We saw the weaknesses of the business exposed during the pandemic. And going forward the enterprise is sensitive to varying consumer demand and volatile fuel prices among other things.

One of the consequences of the difficulties caused by the pandemic was that IAG took on more debt. And it also diluted existing shareholders with an almost €3bn capital raising event. 

Back to profits

But despite the financial trauma, at least the business survived. However, I’d argue that the valuation is not as cheap as it seems right now because of the big pile of debt on the balance sheet.

Nevertheless, it’s encouraging that passenger demand has returned to the business. In May’s first-quarter results report, the firm said it scored a profit “for the first time since the first quarter of 2019”.

As well as steady increases in passenger numbers, lower fuel prices helped to get rid of the red ink from the accounts. And the directors even upgraded their expectations for operating profit for the full year 2023.

Chief executive Luis Gallego said its airlines had recovered capacity to “close to pre-pandemic levels”. 

Meanwhile, the share price has performed well since October last year. It’s up almost 70%. And over the past year the rise is about 25%, which reveals the volatility the stock often suffers.

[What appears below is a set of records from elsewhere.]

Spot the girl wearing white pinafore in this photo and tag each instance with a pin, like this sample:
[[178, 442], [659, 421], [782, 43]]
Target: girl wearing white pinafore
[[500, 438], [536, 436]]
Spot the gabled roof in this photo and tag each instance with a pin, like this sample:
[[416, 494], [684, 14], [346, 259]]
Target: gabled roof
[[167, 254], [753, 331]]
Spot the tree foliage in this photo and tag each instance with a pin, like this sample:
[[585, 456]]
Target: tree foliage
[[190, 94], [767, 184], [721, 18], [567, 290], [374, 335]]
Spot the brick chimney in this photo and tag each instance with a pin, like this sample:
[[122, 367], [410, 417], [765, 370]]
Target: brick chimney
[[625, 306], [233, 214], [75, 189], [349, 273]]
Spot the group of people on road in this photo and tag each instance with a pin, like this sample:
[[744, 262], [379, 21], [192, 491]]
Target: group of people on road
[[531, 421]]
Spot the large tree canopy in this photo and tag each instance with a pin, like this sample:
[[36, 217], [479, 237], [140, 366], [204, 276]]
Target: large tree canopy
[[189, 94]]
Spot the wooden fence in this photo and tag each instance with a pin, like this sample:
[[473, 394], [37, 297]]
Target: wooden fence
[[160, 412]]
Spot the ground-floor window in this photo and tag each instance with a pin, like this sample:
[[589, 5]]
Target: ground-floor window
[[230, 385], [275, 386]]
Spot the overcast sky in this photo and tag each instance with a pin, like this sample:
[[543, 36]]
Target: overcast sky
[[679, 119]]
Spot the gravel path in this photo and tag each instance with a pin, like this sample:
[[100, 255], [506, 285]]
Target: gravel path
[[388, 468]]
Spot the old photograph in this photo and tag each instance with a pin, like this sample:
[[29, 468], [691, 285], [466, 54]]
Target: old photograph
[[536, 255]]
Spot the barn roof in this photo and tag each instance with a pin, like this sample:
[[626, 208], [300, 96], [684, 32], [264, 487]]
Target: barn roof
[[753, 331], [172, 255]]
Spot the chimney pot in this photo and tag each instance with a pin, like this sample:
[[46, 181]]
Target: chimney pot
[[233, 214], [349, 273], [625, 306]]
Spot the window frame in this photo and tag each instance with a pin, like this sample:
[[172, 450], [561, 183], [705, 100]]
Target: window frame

And much of that volatility is driven by investor sentiment. Although there are good reasons for investors to become twitchy about the company’s prospects – the airline industry is a tough one. And it’s difficult for any player in the sector to remain consistently profitable for long.

The business is flying again

However, the IAG business appears to be in good health right now. But rather than that situation making me consider the stock a screaming ‘buy’, it makes me nervous instead.

Indeed, fuel prices have eased, passenger numbers are up, profits are recovering… maybe this is as good as it gets for the business. And like all cyclical enterprises, when the going is good, the risks of some kind of downturn always seem to be elevated.

But on top of that, IAG appears to be aiming to consolidate the airline sector. And it has a history of acquiring other operators.

But rather than investing in the sprawling mainstream operator, I like to target nimble companies that challenge the goliaths. Often, such smaller outfits can put in impressive growth spurts that can make for a satisfactory investment outcome.

So, for me, IAG shares are not attractive right now. Although it’s possible the business and the stock will perform well in the years ahead, I’ll be watching from the sidelines.

Kevin Godbold has no position in any of the shares mentioned. The Motley Fool UK has no position in any of the shares mentioned. Views expressed on the companies mentioned in this article are those of the writer and therefore may differ from the official recommendations we make in our subscription services such as Share Advisor, Hidden Winners and Pro. Here at The Motley Fool we believe that considering a diverse range of insights makes us better investors.

More on Investing Articles

A graph made of neon tubes in a room
Investing Articles

3 dividend shares tipped to increase payouts by 40% (or more) by 2028

Mark Hartley examines the forecasts of three dividend shares expected to make huge jumps in the coming three years. But…

Read more »

BUY AND HOLD spelled in letters on top of a pile of books. Alongside is a piggy bank in glasses. Buy and hold is a popular long term stock and shares strategy.
Investing Articles

A stock market crash could be a massive passive income opportunity

Passive income investors might be drawn towards the huge dividend yields on offer in a stock market crash. But is…

Read more »

Transparent umbrella under heavy rain against water drops splash background.
Investing Articles

Legal & General yields 8.9% — but how secure is the dividend?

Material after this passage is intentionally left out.